By way of epigraph I might append to this quotation an aphorism from Quinton’s book (which, however, I cannot commend without reserve). “A man keeps, like his love, his courage dark.” Or, better still: “Brave men hide their deeds as decent folk their alms. They disguise them or make excuses for them.”
Now, I plan to write about the main trip else where, soon. For now, let me tell you how I got to visit Boston.
In any event, I’m hardly the only one to ever suffer turbulence or decry increased security. Jonathan Goldstein does it better (or does he?).
6:05 p.m. In line for airport security, my thoughts are these: As a species, we’ve grown past nomadism. We are safe from danger within our homes. We know what we are going to eat for dinner and how it will affect our digestion. What’s the point of flushing all that evolution down the toilet?
7:20 p.m. On the plane, I refute the world’s imagined rebuttals.
The world: Travel helps us get out of our comfort zone!
Me: I like my comfort zone. It’s comfortable and it smells like me.
The world: Travel reawakens us to the beauty of life!
Me: That’s what pills and poetry are for.
The world: Travel gives us a rush!
Me: That’s for adrenalin junkie feral cats sunbathing on the railroad tracks.
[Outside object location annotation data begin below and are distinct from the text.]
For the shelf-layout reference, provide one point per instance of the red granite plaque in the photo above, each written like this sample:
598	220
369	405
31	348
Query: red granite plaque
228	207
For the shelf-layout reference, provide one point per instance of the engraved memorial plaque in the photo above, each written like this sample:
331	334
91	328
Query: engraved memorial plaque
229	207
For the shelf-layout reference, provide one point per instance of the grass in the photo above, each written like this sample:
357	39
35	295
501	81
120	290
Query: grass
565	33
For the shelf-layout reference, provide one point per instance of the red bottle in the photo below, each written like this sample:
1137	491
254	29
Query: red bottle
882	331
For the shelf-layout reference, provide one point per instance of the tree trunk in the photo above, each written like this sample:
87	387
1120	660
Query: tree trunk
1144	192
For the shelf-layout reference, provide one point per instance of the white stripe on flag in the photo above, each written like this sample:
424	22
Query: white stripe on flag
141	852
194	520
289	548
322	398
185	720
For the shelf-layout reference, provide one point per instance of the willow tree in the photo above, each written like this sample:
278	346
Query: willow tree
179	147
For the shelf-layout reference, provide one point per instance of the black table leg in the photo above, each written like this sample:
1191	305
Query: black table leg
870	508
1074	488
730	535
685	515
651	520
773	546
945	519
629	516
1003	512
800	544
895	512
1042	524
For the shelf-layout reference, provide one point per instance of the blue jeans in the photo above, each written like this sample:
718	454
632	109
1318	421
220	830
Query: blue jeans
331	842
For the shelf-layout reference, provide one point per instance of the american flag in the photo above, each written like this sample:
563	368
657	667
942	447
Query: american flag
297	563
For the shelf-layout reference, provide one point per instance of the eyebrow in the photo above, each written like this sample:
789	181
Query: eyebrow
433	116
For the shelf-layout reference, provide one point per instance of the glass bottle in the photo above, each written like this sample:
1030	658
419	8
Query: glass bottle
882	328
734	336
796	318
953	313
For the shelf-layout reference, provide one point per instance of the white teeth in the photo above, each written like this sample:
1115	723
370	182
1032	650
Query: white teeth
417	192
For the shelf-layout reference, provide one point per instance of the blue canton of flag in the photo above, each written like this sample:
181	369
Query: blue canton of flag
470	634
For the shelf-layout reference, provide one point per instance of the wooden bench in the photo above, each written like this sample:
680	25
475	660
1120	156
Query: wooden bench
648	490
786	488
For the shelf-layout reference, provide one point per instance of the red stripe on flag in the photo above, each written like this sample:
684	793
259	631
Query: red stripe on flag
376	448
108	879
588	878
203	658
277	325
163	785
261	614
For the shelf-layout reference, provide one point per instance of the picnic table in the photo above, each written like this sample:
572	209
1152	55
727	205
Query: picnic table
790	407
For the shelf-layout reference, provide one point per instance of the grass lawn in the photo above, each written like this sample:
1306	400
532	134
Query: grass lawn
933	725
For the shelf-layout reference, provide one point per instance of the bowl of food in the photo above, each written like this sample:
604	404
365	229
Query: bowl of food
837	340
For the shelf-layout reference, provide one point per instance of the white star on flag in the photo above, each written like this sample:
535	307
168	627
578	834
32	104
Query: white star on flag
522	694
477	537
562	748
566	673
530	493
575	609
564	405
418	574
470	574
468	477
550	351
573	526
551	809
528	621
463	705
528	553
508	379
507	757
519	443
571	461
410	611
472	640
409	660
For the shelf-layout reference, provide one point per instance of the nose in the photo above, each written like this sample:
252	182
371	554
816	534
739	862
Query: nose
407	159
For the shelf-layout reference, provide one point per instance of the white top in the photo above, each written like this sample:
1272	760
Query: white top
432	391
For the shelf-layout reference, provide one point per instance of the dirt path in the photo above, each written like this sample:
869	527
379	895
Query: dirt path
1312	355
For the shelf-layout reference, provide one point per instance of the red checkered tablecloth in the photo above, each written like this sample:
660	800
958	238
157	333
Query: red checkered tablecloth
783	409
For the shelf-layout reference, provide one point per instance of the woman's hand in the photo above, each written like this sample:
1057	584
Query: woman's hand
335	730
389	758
8:00 p.m. During turbulence, I ruminate. I am a ruiner. I ruin things. Especially my own experience. So indeed, why travel?
At the Grand Canyon, my own gloom was the black veil hanging before the sunrise. At Ayer’s Rock, the voice in my head constantly asked: Are you sure you left your passport in the hotel? Didn’t that chambermaid seem shifty? Is this the same tour bus you came on?
My ambivalence about travel probably began in childhood with our family’s summer road trips. For my father, there was always something that ruined each trip. A broken room thermostat. A sarcastic concierge. And the price of everything! Each purchase was an agony and an insult, and so to compensate — to fight back! — we would keep a quart of milk on the air conditioner overnight so we needn’t be robbed at the local diner in the morning. We’d spoon our sad corn flakes seated on the edge of the unmade bed, all in a row, my father repeating all the while, “I’m not so sure about this milk.”
And could we be sure of anything? That the effort was worth it? That we wouldn’t have all been better off — been happier — at home, in our own rooms, left to our own company?
9:00 p.m. More turbulence. Couldn’t they have just Skyped me in?